070 Shake, who rejects sexual identity labels but speaks openly about being attracted to women in her lyrics and interviews, embraces romance’s melodrama amid a swampy menace. Genre tags don’t pin her music down very accurately. It contains elements of emo, R&B, hip-hop (although she rarely raps, even if her singing is filtered through heavy Autotune) and even industrial music. It plays like an electronic mutation of the blues. Her second album, “You Can’t Kill Me,” plays up her Gothic side.

Travis Scott and Kanye West collaborator Mike Dean mixed and mastered “You Can’t Kill Me,” and the careful choice of keyboard sounds suggests his hand. Her music incorporates textures from the ‘80s, but she’s not looking back to the past and reviving synthwave. Her songs constantly shift. “Invited” plays like an endless intro, with 070 Shake singing over scattered guitar, keyboards and drums. The squelchy synthesizer on “Body” breaks up the song, gliding from note to note with an abrasively trebly, bright whine. “Come Back Home” is driven by piano and heavily orchestrated strings. “Medicine” starts off softly, with percussion kicking in halfway through, and eventually turns into an agonized cry of “you’re gonna leave me.” Its video suggests the same desperation by showing 070 Shake underwater, gulping hits of oxygen from a mask. “You Can’t Kill Me” describes a life in flux, with a reluctance to settle down in any space for too long. The mood triumphs over any individual hook, but it demands attention instead of sinking into the background. The tone of the album feels more sinister than its lyrics suggest.

Bartees Strange | “Farm to Table” | 4AD

When singer/songwriter Bartees Strange released an ep of covers by the National as his first project, it was intended as a statement about his place as a person of color in rock music, after he found himself one of the very few Black people at a Washington, DC concert by the band.
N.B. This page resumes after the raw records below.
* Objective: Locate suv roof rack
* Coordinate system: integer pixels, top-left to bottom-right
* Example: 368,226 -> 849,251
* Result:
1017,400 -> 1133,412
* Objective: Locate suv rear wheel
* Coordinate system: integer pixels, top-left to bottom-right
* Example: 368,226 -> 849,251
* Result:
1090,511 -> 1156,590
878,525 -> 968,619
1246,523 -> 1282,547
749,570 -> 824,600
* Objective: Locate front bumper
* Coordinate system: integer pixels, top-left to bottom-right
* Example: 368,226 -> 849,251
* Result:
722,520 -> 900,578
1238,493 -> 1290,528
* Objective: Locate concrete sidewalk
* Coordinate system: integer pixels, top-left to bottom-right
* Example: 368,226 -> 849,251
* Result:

Having just released his debut album for 4AD, he’s now their labelmate. But while his versions of their songs departed from the originals, his rockers often follow in their footsteps, with an arena-ready build that starts out with jangly guitar arpeggios. “Heavy Hand” starts softly, introduces a loud drumbeat and, after the second chorus, incorporates a horn section.

Every article on Strange leads with his resistance to genre categorization. Back on his 2020 song “Mossblerd,” he sang “genres keep us in our boxes.” He intends this as a method of resistance to racism. But the variety of moods “Farm to Table” cycles through matters more than a list of the album’s styles. Amusingly, “Cosigns” begins with Autotuned rapping flexing about Strange’s rise to indie stardom and friendship with Lucy Dacus, Bon Iver singer Justin Vernon, Courtney Barnett, and Phoebe Bridgers. It avoids simplistic structure, moving into a spaced-out instrumental passage and another bombastic chorus. None of these three sections are repeated.

Now that Strange has moved up to a large indie label, he sounds like he’s aiming for the biggest possible audience. Trained as an opera singer, his voice has a rich tone and full range. (He sings in falsetto on “Black Gold.”) But while the first three songs on “Farm to Table” reach out and grab the listener immediately, the album gets quieter and subtler near its end. “Hold the Line” looks back wistfully at his family, with an aching, country-tinged guitar solo. The interlude “We Were Only Close For Like Two Weeks” refuses to deliver a full song, skipping like a busted CD player for less than a minute. “Hennessy” aims for the spirit of a campfire singalong but doesn’t quite deliver. “Black Gold,” which incorporates samples of Strange’s family members speaking into folk music, would’ve been a better finale for the album. But the reach of “Farm to Table” is pretty successful.